The body is given to us to make visible the beauty of Christ.
First, he uses a gentle and winsome word, “I appeal” instead of “I command.” He says explicitly in Philemon 1:8–9 that the use of the word “appeal” is softer than the word “command” and is an expression of love and mercy.
Notice in passing that Paul models for us mercy even as he calls us to mercy in verse 1.
Most clearly of all Hebrews says, “When Christ had offered a single sacrifice for sins, he sat down at the right hand of God.” So Christ brought to an end the Old Testament sacrifices for sin. You belong to God soul and body, or you don’t belong to him at all. Someone might think: Why would God be interested in my body? But that kind of thinking misses the point in another way: The offering of our bodies is not the offering of our bodily looks but our bodily behavior.
Paul said in 1 Corinthians 5:7, “Christ, our Passover lamb, has been sacrificed.” That was the final sacrifice for sin, because it was perfect and sufficient for all who believe. All we have to do now is trust him for that great work. So when Paul says that our worship is to present our bodies as a sacrifice he does not mean that we die and atone for our sins. Let’s take the four words he gives and see what each contributes to understanding a lifestyle of daily worship: .” The point is to stress that your body counts. So put out of your mind any thought that your body will ever deserve acceptance with God. If you are acceptable, it is “through Jesus Christ.” Through his perfection, not your perfection.

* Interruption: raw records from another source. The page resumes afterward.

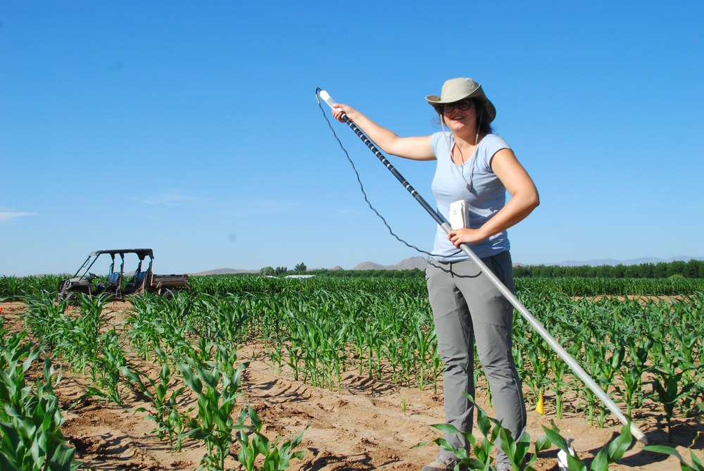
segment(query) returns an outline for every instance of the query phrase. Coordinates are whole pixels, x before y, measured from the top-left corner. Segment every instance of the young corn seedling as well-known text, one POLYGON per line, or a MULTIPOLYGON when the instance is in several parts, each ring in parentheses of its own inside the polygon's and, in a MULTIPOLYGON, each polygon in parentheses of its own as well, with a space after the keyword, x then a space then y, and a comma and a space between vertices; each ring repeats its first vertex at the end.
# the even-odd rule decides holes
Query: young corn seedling
MULTIPOLYGON (((303 451, 294 451, 303 439, 303 432, 295 438, 281 442, 279 437, 272 443, 271 440, 262 434, 263 424, 256 410, 251 406, 242 410, 237 419, 237 442, 240 450, 237 453, 237 461, 246 471, 279 471, 289 469, 291 460, 303 459, 306 455, 303 451), (250 425, 246 425, 247 419, 250 425), (280 444, 279 444, 280 443, 280 444), (258 460, 258 457, 262 458, 258 460), (257 463, 260 463, 260 466, 257 463)), ((308 427, 306 427, 308 428, 308 427)))
POLYGON ((570 453, 570 444, 560 434, 560 429, 554 422, 552 422, 551 428, 543 425, 543 430, 545 432, 547 440, 565 452, 569 471, 608 471, 609 465, 623 458, 624 453, 628 451, 633 442, 631 425, 627 424, 622 427, 620 434, 616 438, 599 449, 591 465, 587 467, 576 453, 572 455, 570 453))
POLYGON ((217 367, 207 370, 194 365, 192 360, 177 365, 186 384, 198 395, 198 416, 189 421, 191 430, 182 437, 192 437, 206 443, 208 451, 201 461, 202 469, 224 470, 232 433, 237 428, 232 414, 237 398, 242 394, 239 385, 246 364, 241 364, 233 375, 217 367))
MULTIPOLYGON (((75 448, 65 443, 63 417, 54 394, 54 369, 44 360, 44 380, 32 387, 25 374, 42 352, 21 343, 23 334, 6 342, 0 358, 0 469, 74 471, 75 448)), ((61 375, 57 382, 61 380, 61 375)))
MULTIPOLYGON (((158 351, 158 354, 165 356, 163 351, 158 351)), ((178 399, 187 387, 182 386, 175 390, 169 388, 171 382, 171 370, 169 363, 164 361, 159 372, 159 381, 155 381, 147 376, 142 376, 138 372, 124 368, 122 374, 144 396, 151 400, 154 406, 153 412, 151 412, 146 417, 153 420, 157 428, 151 431, 156 433, 160 439, 166 437, 169 441, 169 446, 176 451, 180 451, 181 442, 177 440, 188 421, 188 416, 179 410, 178 399), (146 385, 142 378, 146 379, 149 385, 146 385)), ((137 412, 150 412, 145 408, 140 407, 137 412)))
POLYGON ((689 456, 692 459, 691 463, 687 463, 686 460, 679 454, 679 452, 667 445, 648 445, 648 446, 643 447, 643 449, 674 456, 679 460, 679 469, 681 471, 704 471, 704 463, 699 459, 699 457, 694 454, 694 451, 691 448, 689 450, 689 456))

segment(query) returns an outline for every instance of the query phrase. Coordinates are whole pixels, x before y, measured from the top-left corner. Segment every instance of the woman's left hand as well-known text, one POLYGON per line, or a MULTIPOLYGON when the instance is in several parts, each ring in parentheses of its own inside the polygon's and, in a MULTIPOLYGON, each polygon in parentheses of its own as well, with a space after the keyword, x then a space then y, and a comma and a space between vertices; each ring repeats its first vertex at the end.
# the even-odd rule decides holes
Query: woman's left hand
POLYGON ((452 242, 455 247, 459 247, 462 244, 472 244, 479 242, 486 238, 479 229, 468 229, 463 227, 455 229, 448 232, 448 240, 452 242))

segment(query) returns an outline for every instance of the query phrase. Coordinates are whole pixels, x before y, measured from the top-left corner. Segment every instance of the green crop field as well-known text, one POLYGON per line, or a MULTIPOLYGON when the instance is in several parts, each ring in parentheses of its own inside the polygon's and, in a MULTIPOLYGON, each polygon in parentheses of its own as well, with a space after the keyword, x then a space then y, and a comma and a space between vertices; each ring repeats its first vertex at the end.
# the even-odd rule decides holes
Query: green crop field
MULTIPOLYGON (((104 299, 55 302, 58 277, 0 282, 0 297, 26 306, 24 330, 2 331, 6 386, 0 388, 10 404, 0 420, 14 424, 1 429, 0 451, 10 453, 30 440, 23 463, 34 456, 30 434, 11 437, 8 430, 22 430, 37 419, 30 412, 22 419, 7 411, 24 407, 11 393, 27 386, 22 365, 40 357, 46 358, 46 379, 37 397, 51 391, 52 363, 85 375, 91 382, 86 392, 103 401, 123 404, 130 391, 141 391, 151 398, 153 433, 168 446, 178 450, 189 440, 206 444, 203 469, 224 469, 233 444, 240 450, 235 459, 242 466, 250 463, 246 469, 269 469, 256 468, 257 454, 258 465, 264 460, 282 467, 277 469, 302 456, 293 451, 301 436, 275 444, 261 433, 256 412, 237 403, 246 362, 237 352, 246 342, 263 344, 277 370, 320 389, 339 391, 350 370, 434 392, 441 379, 421 277, 194 277, 191 292, 132 298, 119 329, 106 321, 104 299), (36 349, 26 346, 30 339, 36 349), (136 368, 135 359, 151 362, 158 376, 136 368), (187 393, 198 397, 194 410, 180 406, 187 393), (260 447, 263 442, 269 445, 260 447)), ((703 285, 685 278, 517 279, 522 302, 624 413, 636 422, 654 414, 667 433, 702 413, 703 285)), ((546 413, 555 418, 569 410, 593 427, 604 427, 608 410, 517 313, 514 334, 514 356, 532 408, 549 398, 546 413)), ((476 372, 482 382, 481 368, 476 372)), ((45 431, 54 440, 46 456, 54 453, 63 466, 51 469, 69 469, 73 456, 61 439, 61 414, 55 401, 47 407, 54 418, 45 431)), ((616 453, 602 459, 618 458, 616 453)))

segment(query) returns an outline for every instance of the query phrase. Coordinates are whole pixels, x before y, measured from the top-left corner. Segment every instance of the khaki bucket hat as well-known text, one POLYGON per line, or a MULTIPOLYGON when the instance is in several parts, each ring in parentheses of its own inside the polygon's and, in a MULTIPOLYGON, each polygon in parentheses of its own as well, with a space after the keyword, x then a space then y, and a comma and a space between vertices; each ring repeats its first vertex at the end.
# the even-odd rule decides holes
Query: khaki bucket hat
POLYGON ((482 89, 482 85, 470 78, 450 79, 443 84, 440 96, 428 95, 426 101, 433 106, 444 105, 448 103, 455 103, 467 98, 472 98, 482 101, 486 105, 486 115, 491 123, 496 118, 496 108, 494 103, 489 101, 482 89))

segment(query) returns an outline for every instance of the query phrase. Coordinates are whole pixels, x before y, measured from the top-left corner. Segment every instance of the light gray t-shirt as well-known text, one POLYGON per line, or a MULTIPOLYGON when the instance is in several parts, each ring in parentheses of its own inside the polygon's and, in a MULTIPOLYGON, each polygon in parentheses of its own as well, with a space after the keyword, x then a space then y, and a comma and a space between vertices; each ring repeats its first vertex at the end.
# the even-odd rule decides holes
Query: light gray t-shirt
MULTIPOLYGON (((463 165, 458 165, 452 161, 450 154, 454 144, 455 140, 449 132, 444 135, 442 132, 436 132, 431 137, 431 146, 437 158, 432 182, 433 194, 438 210, 448 220, 450 204, 461 199, 466 201, 470 210, 469 227, 477 229, 506 203, 506 188, 491 170, 491 162, 496 152, 510 147, 502 137, 487 134, 479 142, 475 154, 463 165), (467 189, 468 183, 471 183, 471 193, 467 189)), ((496 255, 510 248, 506 231, 468 245, 481 258, 496 255)), ((437 256, 435 258, 444 262, 467 258, 448 240, 447 234, 439 225, 435 234, 433 253, 437 256)))

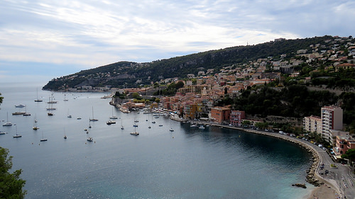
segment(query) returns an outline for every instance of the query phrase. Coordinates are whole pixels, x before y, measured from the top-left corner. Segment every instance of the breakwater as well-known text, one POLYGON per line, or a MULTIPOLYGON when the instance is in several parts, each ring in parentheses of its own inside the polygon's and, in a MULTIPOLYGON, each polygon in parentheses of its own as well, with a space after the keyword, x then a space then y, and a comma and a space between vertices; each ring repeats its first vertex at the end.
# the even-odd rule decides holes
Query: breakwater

And he sums up the foundation with the phrase, “the mercies of God.” I appeal to you therefore, brothers, to us through the death and resurrection of Jesus Christ. That is, Romans 12 will become a reality in your own life. Here are three examples where the body being used as an instrument of righteousness and mercy is called a “sacrifice.” In Philippians Paul says, I “have received from Epaphroditus the gifts you sent, a fragrant offering, a .” Your work and giving and Epaphroditus’s bringing this gift to me is a sacrifice of worship to God. Hebrews : “Through [Christ] then let us continually offer up a are pleasing to God.” When you do good, in Jesus’s name, with your mouth or your hands or your presence, your body becomes a holy, living sacrifice of worship.
Is it the physical instrument of meekness and mercy and peace? Isaiah 53:2–3 describes him: “He had no form or majesty that we should look at him, and no beauty that we should desire him. And Christ, at the hour of his greatest beauty, was repulsive to look at. First, Paul says it is a presenting of a sacrifice to God. There were different kinds of sacrifices but at the heart of it was that sin demanded punishment, and the slain animal represented God’s willingness to accept a substitute so that the worshiper might live and have an ongoing relationship of forgiveness and joy with God. Verse 1: “I appeal to you therefore, brothers, by the mercies of God, to present your bodies as a living sacrifice, holy and acceptable to God, which is .” What is this “spiritual worship”? In coming to God the worshiper brought a sheep or a bull or a pigeon and sacrificed it on the altar as an offering to God. If we are not worshiping in our behavior — that is, if we are not making much of God’s mercy in Christ in and alongside our behavior — we are not giving people what they need most. A merciful lifestyle depends on a worshipful lifestyle.